La imagen que quedará

Los aplausos de las ocho de la tarde a los sanitarios. El 'Resistiré', sonando a todo trapo en los balcones. Las pancartas diciendo: “Todo va a salir bien”. Las ambulancias corriendo por las calles desiertas, rompiendo un doloroso y amargo silencio. Los animales invadiendo las aceras, tal vez preguntándose qué ha pasado y por qué de repente los humanos les dimos en herencia nuestras ciudades. Los telediarios cerrando con un “mucho ánimo”. La rueda de prensa de Pedro Sánchez una noche de marzo lluviosa, certificando que nuestra vida no volvería a ser igual desde ese momento hacia delante.

Un hombre toca un tambor desde su balcón en honor a los sanitarios. (EFE)
Un hombre toca un tambor desde su balcón en honor a los sanitarios. (EFE)

Las muestras de solidaridad, cariño y apoyo vecinal frente a la crisis. Las videollamadas entre amigos y familiares, prolongadas hasta altas horas de madrugada, que decían de manera subliminal: “Te necesito cerca”, solamente perturbadas por el lacerante silencio de la habitación tras el negro de la pantalla del ordenador.
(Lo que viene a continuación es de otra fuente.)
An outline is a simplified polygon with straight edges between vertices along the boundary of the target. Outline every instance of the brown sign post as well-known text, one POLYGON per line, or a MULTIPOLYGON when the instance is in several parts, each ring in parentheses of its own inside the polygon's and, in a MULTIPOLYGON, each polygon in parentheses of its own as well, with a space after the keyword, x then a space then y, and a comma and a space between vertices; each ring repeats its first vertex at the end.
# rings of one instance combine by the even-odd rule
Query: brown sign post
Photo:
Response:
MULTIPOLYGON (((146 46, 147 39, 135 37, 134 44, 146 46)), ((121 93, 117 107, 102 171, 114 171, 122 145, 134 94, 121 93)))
Son muchas las imágenes y sensaciones, tanto positivas como negativas, que se nos quedarán grabadas en la memoria una vez termine este año. Nosotros les hemos preguntado a los expertos con cuál se quedan ellos como símbolo o recordatorio perenne del año en el que más en juego estuvo nuestra salud física y mental.

“Yo me quedo con las mascarillas”, asegura Pereira. “Sin duda, para mí es el objeto que más resume este 2020, con el que hemos tenido que aprender a convivir desgraciadamente a la fuerza, y que sirve de símbolo perfecto de lo más amargo de esta crisis, esa distancia con nuestros seres queridos, esa protección contra la enfermedad, y al que todavía creo que le queda bastante recorrido”. Para Esteban de Vega, lo que más recordará será “la sensación de vulnerabilidad y de fragilidad” de este 2020. “Si algo hemos aprendido”, concluye, “es que todo lo sólido se desvanece en el aire y que, en cualquier momento determinado y de manera insospechada, puede llegar algo para lo que no estábamos preparados. Se acabó la seguridad, estamos ante una época en la que cualquier cosa es posible”.